Huntington identified the West’s strength in constitutionalism, individual liberty, democracy, human rights and the rule of law – alongside economic and military power and a long period of imperial expansion.
Trust, however, rested on these institutional foundations – among its citizens and between like-minded states – precisely because they were not extended equally to those under Western domination.
Today, that trust is under strain. Institutions are questioned. Political discourse has hardened. Social media and AI amplify anger faster than reason, blurring the line between reality and perception – with real consequences. In such an environment, truth is the first victim. Across the United States and Europe, political fragmentation is deepening, public confidence is eroding and cohesion within alliances such as Nato is increasingly tested.
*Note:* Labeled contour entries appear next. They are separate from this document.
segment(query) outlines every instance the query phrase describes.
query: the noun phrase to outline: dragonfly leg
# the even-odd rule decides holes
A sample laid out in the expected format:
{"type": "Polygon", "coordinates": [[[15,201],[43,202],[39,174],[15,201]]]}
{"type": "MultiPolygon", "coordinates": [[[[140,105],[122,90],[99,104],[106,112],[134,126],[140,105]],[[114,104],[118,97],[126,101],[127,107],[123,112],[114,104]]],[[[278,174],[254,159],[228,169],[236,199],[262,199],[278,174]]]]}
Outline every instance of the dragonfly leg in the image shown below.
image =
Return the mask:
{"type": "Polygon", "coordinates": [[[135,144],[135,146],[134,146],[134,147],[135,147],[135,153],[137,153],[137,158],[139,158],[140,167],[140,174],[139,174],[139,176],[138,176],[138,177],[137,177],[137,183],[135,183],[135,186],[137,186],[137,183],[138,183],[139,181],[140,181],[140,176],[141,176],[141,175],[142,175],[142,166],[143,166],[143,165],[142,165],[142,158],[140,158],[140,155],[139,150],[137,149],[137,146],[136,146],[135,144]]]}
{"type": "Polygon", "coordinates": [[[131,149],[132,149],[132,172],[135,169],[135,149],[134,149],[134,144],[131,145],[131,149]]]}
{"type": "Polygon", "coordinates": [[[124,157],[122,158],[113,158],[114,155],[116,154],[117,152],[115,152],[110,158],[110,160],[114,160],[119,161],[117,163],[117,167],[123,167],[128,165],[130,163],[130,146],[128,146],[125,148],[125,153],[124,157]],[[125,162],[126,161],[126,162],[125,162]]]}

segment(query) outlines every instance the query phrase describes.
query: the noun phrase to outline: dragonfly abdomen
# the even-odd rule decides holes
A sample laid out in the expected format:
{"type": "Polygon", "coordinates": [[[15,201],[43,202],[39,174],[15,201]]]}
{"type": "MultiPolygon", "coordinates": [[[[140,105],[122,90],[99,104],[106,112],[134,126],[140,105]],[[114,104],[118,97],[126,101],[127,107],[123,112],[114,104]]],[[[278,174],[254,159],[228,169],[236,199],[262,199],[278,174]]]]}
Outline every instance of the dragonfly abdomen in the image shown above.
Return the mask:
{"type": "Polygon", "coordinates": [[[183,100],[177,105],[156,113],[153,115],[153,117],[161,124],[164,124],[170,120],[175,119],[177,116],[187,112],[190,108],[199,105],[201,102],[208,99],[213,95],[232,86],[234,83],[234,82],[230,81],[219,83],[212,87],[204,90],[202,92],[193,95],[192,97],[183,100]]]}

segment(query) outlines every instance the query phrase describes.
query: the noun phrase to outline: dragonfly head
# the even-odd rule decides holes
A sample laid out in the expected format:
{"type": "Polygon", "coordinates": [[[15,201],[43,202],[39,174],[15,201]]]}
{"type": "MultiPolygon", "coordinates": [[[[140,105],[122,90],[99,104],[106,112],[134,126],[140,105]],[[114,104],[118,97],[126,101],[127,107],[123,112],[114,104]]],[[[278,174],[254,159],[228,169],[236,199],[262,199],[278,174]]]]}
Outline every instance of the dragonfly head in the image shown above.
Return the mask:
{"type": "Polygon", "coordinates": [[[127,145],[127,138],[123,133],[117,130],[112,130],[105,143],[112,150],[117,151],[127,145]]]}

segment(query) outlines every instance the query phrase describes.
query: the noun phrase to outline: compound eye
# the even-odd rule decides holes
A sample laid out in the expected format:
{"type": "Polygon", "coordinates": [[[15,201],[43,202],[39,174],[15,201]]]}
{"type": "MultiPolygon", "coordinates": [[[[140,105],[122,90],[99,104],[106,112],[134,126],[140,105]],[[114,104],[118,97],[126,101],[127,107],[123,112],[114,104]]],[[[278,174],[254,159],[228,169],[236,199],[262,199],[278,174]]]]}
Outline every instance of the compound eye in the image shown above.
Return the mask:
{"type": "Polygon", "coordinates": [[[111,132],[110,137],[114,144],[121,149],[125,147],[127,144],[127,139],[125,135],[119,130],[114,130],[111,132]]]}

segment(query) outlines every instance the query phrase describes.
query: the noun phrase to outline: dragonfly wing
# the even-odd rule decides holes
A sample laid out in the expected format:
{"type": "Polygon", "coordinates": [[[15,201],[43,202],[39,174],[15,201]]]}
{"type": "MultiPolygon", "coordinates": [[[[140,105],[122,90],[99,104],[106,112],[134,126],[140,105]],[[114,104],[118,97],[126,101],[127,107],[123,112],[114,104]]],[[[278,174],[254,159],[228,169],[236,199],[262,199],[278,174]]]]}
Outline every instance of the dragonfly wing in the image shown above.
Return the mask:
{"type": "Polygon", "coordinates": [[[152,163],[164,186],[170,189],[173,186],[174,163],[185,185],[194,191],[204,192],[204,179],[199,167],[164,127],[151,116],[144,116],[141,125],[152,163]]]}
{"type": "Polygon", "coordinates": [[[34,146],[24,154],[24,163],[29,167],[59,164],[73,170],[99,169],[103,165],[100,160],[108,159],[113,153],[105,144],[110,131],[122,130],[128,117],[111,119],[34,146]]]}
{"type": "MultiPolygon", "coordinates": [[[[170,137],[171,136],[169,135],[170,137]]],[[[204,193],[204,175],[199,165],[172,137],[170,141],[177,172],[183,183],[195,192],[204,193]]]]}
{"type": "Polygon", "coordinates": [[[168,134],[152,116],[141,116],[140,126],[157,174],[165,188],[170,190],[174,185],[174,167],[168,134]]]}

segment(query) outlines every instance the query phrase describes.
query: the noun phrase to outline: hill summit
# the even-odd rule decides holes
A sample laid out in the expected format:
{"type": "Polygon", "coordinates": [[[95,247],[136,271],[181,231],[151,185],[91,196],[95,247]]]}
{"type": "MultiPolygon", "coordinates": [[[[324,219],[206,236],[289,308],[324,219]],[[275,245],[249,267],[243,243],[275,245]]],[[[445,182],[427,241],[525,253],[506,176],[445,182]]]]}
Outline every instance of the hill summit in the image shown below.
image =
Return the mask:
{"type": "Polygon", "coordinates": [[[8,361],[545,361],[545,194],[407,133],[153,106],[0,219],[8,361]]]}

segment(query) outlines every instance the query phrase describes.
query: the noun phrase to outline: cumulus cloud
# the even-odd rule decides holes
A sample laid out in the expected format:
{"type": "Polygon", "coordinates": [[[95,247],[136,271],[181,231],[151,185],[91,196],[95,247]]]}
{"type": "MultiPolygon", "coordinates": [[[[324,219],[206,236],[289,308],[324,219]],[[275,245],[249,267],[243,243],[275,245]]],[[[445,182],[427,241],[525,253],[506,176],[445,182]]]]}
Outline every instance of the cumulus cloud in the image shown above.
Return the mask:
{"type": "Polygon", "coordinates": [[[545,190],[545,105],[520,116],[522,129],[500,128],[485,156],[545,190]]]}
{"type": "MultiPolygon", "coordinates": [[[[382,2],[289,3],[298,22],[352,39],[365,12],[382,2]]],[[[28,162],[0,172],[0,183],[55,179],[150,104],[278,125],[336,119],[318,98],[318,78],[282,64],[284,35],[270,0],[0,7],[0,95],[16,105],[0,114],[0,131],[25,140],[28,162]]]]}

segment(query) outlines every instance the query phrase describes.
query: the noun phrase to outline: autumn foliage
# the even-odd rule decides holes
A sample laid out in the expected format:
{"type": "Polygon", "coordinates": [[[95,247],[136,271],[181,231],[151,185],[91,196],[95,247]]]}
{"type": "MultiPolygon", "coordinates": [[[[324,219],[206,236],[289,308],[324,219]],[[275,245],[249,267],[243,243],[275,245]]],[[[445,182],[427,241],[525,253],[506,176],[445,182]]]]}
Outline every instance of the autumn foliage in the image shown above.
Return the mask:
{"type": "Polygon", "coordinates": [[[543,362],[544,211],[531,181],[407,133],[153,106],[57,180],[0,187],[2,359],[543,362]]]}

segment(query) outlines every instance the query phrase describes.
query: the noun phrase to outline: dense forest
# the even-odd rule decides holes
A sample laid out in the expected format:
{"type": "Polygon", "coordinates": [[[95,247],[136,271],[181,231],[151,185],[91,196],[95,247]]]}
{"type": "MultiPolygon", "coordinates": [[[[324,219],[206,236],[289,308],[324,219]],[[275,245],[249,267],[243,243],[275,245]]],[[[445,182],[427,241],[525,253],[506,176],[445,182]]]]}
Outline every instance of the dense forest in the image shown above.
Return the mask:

A divided society speaks less clearly abroad. If there is a “clash” underway, part of it runs through Western democracies themselves – between confidence and doubt, cohesion and fragmentation. This matters strategically. Influence abroad rests on credibility at home.
What, then, is the lesson thirty years on?
First, beware of simple narratives. The world is not neatly divided into civilisational blocs. It is interconnected – economically and technologically. Rivals trade even as they compete. Lines are blurred. Yesterday’s adversaries can become today’s interlocutors – as recent developments in Syria illustrate.
Second, resist absolutism and messianism. When every issue is framed as a struggle between “our” values and “their” values, diplomacy has no room to operate. Interests must be named plainly. Differences must be managed, not moralised.
Third, restore proportion in leadership. Not every dispute is existential. Not every adversary is irredeemable. Aristotle’s old insight – that virtue lies in balance – still has practical value. In a heated environment, proportion is strength.
Fourth, repair trust at home. Without it, foreign policy loses its anchor. A society that doubts itself will struggle to persuade others.
None of this requires denying differences between civilisations. These differences are real and enduring. They are not only cultural but often religious – touching questions of belief, identity and meaning that are not easily compromised. But difference does not have to mean destiny. We can disagree without becoming disagreeable. When moderation fails, history tends to repeat itself – never in the same form, but always with the same consequences.
Huntington helped correct a post-Cold War illusion. He reminded us that identity matters, that history does not dissolve, and that the world is plural. Where he went too far was in suggesting that civilisational lines would become the main drivers of conflict.
The disorder of today is better understood as a mix of power transition, strategic rivalry, technological disruption, competition over resources and internal strain within states. Civilisational language often follows these realities – it does not always cause them.
That is where leadership and citizen education matter. Statesmanship lowers the temperature. It keeps channels open. It avoids turning every disagreement into a test of identity. It recognises limits. It knows when to press – and when to pause. An educated and informed public is less easily drawn into absolutism.
The alternative is a world that talks itself into conflict.
This is also what diplomacy is all about: preventing conflict from becoming inevitable.
Thirty years on, the question is not whether Huntington was right or wrong. It is whether we have the discipline to avoid proving him right for the wrong reasons.
The real danger today is not a clash of civilisations.
It is a clash of ignorance, growing intolerance and a loss of moderation in a world of increasing power and shrinking trust – where language is too often used to divide the world into absolutes of “good” and “evil”, to inflame rather than to resolve, and where the simple principle of treating others as we would wish to be treated is too often forgotten.